O noticiário nacional também tinha seus personagens marcantes. Um dos que mais me chamava a atenção era Gil Gomes. Repórter de uma emissora do Sudeste, sua presença se espalhava por todo o país. Com voz cavernosa e fala lenta, quase soletrando as palavras, Gil narrava os fatos, enquanto fazia movimentos circulares com a mão diante da câmera. Naquela época, entre os anos 1980 e 1990, a violência se concentrava nos estados do Sul e Sudeste, especialmente no chamado eixo Rio-São Paulo. Já os estados do Nordeste, com destaque para o Ceará, eram conhecidos por serem regiões pacíficas, nada comparáveis aos níveis de violência registrados em outras partes do Brasil.
No entanto, a partir do início dos anos 2000, esse cenário começou a mudar. Para avaliarmos se um local é violento, utilizamos como parâmetro o número de homicídios por 100 mil habitantes. O cálculo é feito da seguinte forma: o número de homicídios de um local em determinado período é dividido pela população e, por fim, o resultado é multiplicado por 100 mil. Dessa forma, podemos comparar o índice de homicídios entre diferentes locais.
Na nossa avaliação, utilizando os números apresentados pelo Fórum Brasileiro de Segurança Pública para o período de 2004 a 2023, observamos que o crime cresceu em quase todos os estados das regiões Norte e Nordeste do país. No Ceará, saímos de 19,6 homicídios por 100 mil habitantes em 2004 para 35,9 homicídios por 100 mil habitantes em 2023 (+83,2%). Em números absolutos, registramos 1.576 assassinatos em 2004, enquanto, em 2023, esse número saltou para 3.112 mortes, representando uma variação de +97,5%. Nosso pior ano foi 2017, quando 5.133 pessoas foram mortas de forma violenta no Ceará.

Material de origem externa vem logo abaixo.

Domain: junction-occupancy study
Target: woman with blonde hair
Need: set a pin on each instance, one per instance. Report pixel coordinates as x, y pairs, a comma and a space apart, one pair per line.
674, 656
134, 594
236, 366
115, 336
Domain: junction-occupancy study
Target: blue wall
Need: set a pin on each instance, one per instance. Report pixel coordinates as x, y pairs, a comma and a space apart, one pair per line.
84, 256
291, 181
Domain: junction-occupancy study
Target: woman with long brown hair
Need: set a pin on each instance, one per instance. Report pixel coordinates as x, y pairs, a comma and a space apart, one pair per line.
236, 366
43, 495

Todavia, em todos os estados das regiões Centro-Oeste, Sul e Sudeste houve uma diminuição nos índices criminais. Essa redução foi tão acentuada que fez com que o índice nacional de homicídios caísse de 26,4 homicídios por 100 mil habitantes em 2004 para 22,8 em 2023. Em São Paulo, a redução nos últimos 19 anos foi de 72,3%; no Distrito Federal, a violência caiu 65,5%; e no Paraná, a queda foi de 28,8%. Também há casos de acentuada redução em Minas Gerais (33,6%), Santa Catarina (18,4%) e Goiás (11,6%).

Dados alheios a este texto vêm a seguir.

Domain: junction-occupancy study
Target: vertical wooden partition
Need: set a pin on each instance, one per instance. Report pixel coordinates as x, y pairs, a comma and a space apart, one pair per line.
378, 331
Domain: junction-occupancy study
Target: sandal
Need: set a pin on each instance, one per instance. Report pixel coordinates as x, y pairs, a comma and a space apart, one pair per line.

Portanto, afirmar que a violência cresce em todo Brasil para justificar os altos índices de violência no Ceará é uma falácia. Esperamos que, um dia, nossos gestores públicos abandonem esse falso argumento e enfrentem o problema com seriedade, sem “politicagem”, para que, quem sabe, o Estado volte a ser lembrado como um local pacífico. Assim, os programas policiais cearenses poderão retornar ao tom jocoso de antes, em vez de estarem carregados de notícias sobre assassinatos, como ocorre atualmente.
*Plauto de Lima
Coronel RR da PM/CE e mestre em Planejamento e Políticas Públicas.